Qu’on se le dise, cette fille était clairement une énigme pour lui. Elle avait le don – ou la malédiction – de tuer les gens par sa simple volonté et au lieu de ça, elle les sauvait ? Ça n’avait aucun sens pour lui. L’altruisme n’avait jamais payé, sinon ça se saurait depuis le temps… Bouddha et Gandhi lui avaient dédié leurs vies entières et pour quoi ? Finir en zombie éveillé ou en martyr ? Sans façon. En croisant le regard de son interlocutrice, le jeune hackeur comprit où elle voulait en venir : tout ça, l’équivalent d’une sympathique scène de ménage entre deux connaissances, à défaut d’être amants ou seulement des amis. Un soupir lui échappa en guise de première réponse.

« Me fallait un prétexte pour qu’il jarte et t’étais là. C’tout. »

Qu’est-ce qu’elle allait s’imaginer hein ? Tordue en plus d’être naïve ? Il en avait déjà fait les frais et préférait ne pas renouveler l’expérience. Sauf que la faille de son explication n’échappa pas à la principale concernée, qui ne se fit pas prier pour mettre le doigt dessus. Effectivement, afficher la vérité au grand jour aurait pu décider Jeff à mettre les voiles plus tôt que prévu. Seulement…
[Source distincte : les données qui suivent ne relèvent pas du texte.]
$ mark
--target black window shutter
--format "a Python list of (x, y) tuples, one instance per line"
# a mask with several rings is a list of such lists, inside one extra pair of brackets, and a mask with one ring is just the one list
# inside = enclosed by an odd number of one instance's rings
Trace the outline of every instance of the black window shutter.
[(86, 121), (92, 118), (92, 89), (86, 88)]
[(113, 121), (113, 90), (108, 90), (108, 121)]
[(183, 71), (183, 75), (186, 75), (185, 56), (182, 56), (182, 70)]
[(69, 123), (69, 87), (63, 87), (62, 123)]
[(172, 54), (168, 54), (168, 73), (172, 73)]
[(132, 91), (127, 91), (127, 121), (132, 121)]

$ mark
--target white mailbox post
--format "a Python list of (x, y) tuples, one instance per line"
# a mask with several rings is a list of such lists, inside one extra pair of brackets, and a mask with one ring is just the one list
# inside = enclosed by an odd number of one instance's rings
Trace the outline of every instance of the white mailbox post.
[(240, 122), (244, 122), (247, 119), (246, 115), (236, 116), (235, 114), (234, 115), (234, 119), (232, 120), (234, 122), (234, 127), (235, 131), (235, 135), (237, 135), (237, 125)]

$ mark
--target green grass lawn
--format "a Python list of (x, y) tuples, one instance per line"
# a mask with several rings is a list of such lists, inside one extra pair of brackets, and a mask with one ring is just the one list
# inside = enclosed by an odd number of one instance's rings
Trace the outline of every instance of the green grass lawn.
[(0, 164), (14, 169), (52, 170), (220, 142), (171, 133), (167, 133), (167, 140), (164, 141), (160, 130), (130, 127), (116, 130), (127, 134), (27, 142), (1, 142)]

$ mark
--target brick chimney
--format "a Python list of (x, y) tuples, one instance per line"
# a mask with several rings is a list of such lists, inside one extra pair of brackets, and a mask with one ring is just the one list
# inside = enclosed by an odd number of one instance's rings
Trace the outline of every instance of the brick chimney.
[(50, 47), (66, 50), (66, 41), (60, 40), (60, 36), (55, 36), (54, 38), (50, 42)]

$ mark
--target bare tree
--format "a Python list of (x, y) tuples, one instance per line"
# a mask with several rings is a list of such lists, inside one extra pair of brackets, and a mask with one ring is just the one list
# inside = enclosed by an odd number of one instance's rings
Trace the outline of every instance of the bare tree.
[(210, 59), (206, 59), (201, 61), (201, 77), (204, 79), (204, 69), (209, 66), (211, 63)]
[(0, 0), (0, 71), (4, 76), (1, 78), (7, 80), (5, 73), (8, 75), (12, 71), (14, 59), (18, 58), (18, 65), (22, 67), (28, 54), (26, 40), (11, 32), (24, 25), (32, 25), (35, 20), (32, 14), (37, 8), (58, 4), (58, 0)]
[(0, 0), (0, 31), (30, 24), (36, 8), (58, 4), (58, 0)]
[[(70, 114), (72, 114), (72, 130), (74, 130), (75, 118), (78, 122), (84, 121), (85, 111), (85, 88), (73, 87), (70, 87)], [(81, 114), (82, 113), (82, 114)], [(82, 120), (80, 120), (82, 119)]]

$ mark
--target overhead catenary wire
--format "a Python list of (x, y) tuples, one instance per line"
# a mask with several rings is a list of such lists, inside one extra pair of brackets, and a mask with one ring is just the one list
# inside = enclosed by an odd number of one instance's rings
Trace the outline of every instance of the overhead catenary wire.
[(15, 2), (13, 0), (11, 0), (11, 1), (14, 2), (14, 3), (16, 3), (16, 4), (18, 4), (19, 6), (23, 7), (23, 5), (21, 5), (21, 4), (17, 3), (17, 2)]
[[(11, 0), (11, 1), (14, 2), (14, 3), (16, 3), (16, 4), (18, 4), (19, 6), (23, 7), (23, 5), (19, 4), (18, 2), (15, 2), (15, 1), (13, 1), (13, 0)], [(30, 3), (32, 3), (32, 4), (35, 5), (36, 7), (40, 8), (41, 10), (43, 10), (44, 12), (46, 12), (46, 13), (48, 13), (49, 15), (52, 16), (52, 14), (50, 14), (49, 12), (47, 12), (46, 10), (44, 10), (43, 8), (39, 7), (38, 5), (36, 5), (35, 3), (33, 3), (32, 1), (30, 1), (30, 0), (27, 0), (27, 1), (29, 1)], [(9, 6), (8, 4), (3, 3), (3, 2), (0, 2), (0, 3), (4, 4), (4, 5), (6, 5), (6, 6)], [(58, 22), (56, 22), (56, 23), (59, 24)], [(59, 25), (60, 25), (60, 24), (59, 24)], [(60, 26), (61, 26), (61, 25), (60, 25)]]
« T’étais prête à prendre l’risque qu’il te saute dessus ? A moins qu’tu sois sourde ? Nan, il aime pas les Evolves et torché comme il était, il t’aurait simplement sautée. La pire humiliation d’son point d’vue. Et en prime, il aurait filmé. T’veux devenir une star de la toile ? Ça peut encore s’arranger t’sais ? »

Le sourire mauvais qui accompagna ces propos eut de quoi tuer dans l’œuf tout élan de sympathique à son encontre mais il en ignorait l’existence. Son expression redevint plus neutre tandis qu’il reprenait avec un détachement voulu :

« J’avais pas envie qu’il squatte mon pieu, rien d’plus. »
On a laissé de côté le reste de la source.